Intertwining with the main narrative we observe personal stories, and in particular the female ones are full of tragedy and lack of prospect. In the details of the individual lives, the film is heart-breaking. Schoolteacher Maria feels denied; she studied at university, but ending up in the camp makes her feel ‘like a victim’. Her father presses her to come back to Syria to marry. Zahra, the second wife of the elderly man, escaped from Raqqa where she observed the beheading of women because of their hairdo. She states: ‘there is so much anger in me’ and ‘I married to escape oppression’. Her feeling is that she is a ghost, only alive because she is not yet dead. But she constantly quarrels with the first wife of her husband, who does not accept her and emphasizes her clumsiness. The first wife, Yisra, is heavily pregnant and seems to detest everyone. Their husband cannot stand the quarrelling between his spouses and escapes back to Syria, carrying two small plastic bags. At the end of the movie he returns, when his wife bares their child. Later he moves out of the camp with his first wife and children, and the second young wife is left behind. Free but crying.

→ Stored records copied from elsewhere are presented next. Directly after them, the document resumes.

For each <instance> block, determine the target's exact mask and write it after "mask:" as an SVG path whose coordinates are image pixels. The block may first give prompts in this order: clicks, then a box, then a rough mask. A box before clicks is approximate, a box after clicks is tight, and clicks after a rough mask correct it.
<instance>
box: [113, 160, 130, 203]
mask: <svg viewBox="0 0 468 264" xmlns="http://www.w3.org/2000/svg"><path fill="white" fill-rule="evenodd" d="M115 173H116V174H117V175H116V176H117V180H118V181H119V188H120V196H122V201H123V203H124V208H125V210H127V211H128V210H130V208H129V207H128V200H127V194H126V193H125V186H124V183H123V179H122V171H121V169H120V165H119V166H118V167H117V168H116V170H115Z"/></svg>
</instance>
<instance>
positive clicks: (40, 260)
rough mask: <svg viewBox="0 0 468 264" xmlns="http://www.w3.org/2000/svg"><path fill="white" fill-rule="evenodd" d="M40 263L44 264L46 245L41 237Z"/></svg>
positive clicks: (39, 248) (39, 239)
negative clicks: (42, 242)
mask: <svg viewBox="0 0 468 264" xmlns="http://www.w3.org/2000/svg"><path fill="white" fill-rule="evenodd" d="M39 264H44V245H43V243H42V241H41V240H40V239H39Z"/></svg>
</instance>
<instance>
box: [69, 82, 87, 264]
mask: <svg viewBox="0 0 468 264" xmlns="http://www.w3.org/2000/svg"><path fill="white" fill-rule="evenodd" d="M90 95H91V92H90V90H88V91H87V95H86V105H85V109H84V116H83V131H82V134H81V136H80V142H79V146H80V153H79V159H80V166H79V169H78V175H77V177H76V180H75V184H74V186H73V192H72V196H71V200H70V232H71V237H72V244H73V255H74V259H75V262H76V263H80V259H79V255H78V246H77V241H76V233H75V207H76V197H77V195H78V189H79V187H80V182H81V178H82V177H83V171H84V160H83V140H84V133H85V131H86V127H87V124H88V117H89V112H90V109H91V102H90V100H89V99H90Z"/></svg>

The details of personal lives and misery are stirring and, I would claim, enable us to see what a character feels or thinks or dreams. Teacher Maria wears a little bear on her bonnet, as if she herself still is a child. Zahra walks on high heels, as if she lives in a city, but the socks – due to the cold - emphasize the shabbiness of her physical presence. The film is both a documentary in the representation of circumstances in the Lebanon camp, and it is a narrative in its composition of various personal stories demanding conscious attention to plot and characterization. The stories are fragmentary, as well as authentic and suggestive. In consequence, there is a lot that the audience has to fill in and imagine, which makes the documentary absolutely fascinating.
At the time of the montage of the documentary, film maker Helmrich suffered from a heart attack and fell in a coma. At the moment he is recovering from this in a revalidation centre. Producer Pieter van Huystee and camera woman Ramia Suleiman finalised the documentary in line with – what they thought were – Helmrich’s ideas and plans. It could be that these occurrences have given the documentary an extra layer of distance and verfremdung – we do not really get to know what people experience in the situations they are in, but they also made the dramatization stronger. The representation of emptiness and solitude of the character’s lives is affecting.
As The Economist stated, refugees in Lebanon are probably better off than the hundreds of thousands in Kenya’s Dadaab camp, near the Somali border, who have been living there for decades. To us, watching the documentary in comfortable warm rooms and seats, the reality of any refugee camp is far away. This documentary, however, brings that reality close by and enables us to imagine a camp experience and thus to concern ourselves with other people’s lives distant from our own. The docu is a must see in this early new year.
The film is shown in Dutch cinema since the 28th of December 2017.